HpcQueryTraceLevelError

This property enables you to specify the trace level for a job. The trace level affects the logs that are produced by all the components that are associated with a job that has executed. The possible values are Off, Critical, Error, Warning, Information, and Verbose. Typically, this property is set by customers when they are working with Microsoft® to reproduce a problem.

SelectiveOrderPreservation

bool

false

Guarantees the preservation of ordering in output data set with respect to the input for the following query operators; Select, SelectMany and Where. If this flag is false then the LINQ to HPC runtime will execute the most efficient query, regardless of whether ordering will be preserved. When true ordering will be preserved at the possible expense of execution efficiency.

Properties and job templates

Several of the properties in the table can be overridden by the HPC job templates. These properties are:

  • JobFriendlyName

  • NodeGroup

  • JobRunTimeLimit

There are two general rules that govern the interaction between properties and job templates. One is that if you do not specify the property, then the template's default value is used. The other is that if you do specify the property, then it must comply with the limits that are set by the template. An error is thrown if a value is not in compliance. In other words, if a value is in conformance, it is used. If it is not, the template's value is used.

Unless you modify it, the HPC server's default job template does not specify any constraints, which means that configuration properties are unconstrained. You can, however, provide a job template that includes both defaults and range restrictions. These are independent of each other. For example, if the template specifies a default but no range restriction, then the configuration property overrides the default, and is not rejected by the job template.

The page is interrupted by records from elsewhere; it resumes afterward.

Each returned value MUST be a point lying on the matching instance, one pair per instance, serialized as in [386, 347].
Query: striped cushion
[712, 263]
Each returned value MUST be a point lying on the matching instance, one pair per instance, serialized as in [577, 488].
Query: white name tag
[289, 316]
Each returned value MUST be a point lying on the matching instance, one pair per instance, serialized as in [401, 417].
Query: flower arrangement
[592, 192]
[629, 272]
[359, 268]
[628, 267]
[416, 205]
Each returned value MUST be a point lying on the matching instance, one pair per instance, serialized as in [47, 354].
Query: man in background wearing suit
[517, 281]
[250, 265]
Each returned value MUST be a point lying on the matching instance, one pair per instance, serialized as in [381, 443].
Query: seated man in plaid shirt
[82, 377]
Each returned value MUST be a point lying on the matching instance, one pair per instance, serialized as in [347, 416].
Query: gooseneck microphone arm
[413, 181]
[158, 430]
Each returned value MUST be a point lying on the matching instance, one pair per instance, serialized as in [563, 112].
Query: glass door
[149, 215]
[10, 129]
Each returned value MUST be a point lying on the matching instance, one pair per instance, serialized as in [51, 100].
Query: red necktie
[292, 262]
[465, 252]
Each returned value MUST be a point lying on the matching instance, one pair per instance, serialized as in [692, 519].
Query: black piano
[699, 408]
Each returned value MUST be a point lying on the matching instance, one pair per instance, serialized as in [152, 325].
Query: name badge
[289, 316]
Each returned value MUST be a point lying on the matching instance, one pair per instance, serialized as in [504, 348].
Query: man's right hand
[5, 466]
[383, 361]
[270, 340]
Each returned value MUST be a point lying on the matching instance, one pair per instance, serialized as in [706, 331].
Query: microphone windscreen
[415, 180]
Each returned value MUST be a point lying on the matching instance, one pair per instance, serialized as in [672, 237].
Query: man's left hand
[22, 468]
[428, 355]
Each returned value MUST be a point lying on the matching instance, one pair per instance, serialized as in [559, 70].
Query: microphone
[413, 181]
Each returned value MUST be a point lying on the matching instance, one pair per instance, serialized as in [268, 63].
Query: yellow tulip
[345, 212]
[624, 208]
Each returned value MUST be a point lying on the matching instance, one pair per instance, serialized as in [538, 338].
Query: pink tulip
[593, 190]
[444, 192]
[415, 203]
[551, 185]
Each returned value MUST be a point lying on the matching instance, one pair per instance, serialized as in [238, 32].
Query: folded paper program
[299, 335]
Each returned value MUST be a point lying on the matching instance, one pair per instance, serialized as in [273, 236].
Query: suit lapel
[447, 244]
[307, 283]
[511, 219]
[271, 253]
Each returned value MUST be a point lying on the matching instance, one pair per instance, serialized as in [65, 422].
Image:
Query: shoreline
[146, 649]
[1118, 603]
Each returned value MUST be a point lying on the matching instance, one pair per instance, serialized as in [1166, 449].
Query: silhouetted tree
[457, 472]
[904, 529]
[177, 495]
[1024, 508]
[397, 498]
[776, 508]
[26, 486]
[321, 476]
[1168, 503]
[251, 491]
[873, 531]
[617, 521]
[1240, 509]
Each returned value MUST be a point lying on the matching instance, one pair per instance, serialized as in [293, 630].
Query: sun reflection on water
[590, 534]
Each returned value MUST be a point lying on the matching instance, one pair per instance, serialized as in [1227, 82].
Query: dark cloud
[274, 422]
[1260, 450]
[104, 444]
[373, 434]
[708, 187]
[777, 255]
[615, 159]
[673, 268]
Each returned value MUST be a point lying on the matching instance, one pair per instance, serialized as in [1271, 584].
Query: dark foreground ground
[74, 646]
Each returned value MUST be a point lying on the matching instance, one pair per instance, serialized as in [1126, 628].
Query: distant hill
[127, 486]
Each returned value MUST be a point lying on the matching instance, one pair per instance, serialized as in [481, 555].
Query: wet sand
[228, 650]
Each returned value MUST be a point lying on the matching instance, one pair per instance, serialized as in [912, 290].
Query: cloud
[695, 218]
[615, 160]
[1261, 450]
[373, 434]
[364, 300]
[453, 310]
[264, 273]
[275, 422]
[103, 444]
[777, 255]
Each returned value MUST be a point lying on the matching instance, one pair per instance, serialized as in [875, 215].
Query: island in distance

If the template specifies both a default and a range restriction that is the same as the default, the job submission fails if you set the corresponding configuration property in the HpcLinqConfiguration object to anything other than the template's default value.

You should be careful when you modify the HPC server’s default job template. It is possible to introduce failures. For example, you might inappropriately limit the UnitType and unintentionally exclude compute nodes.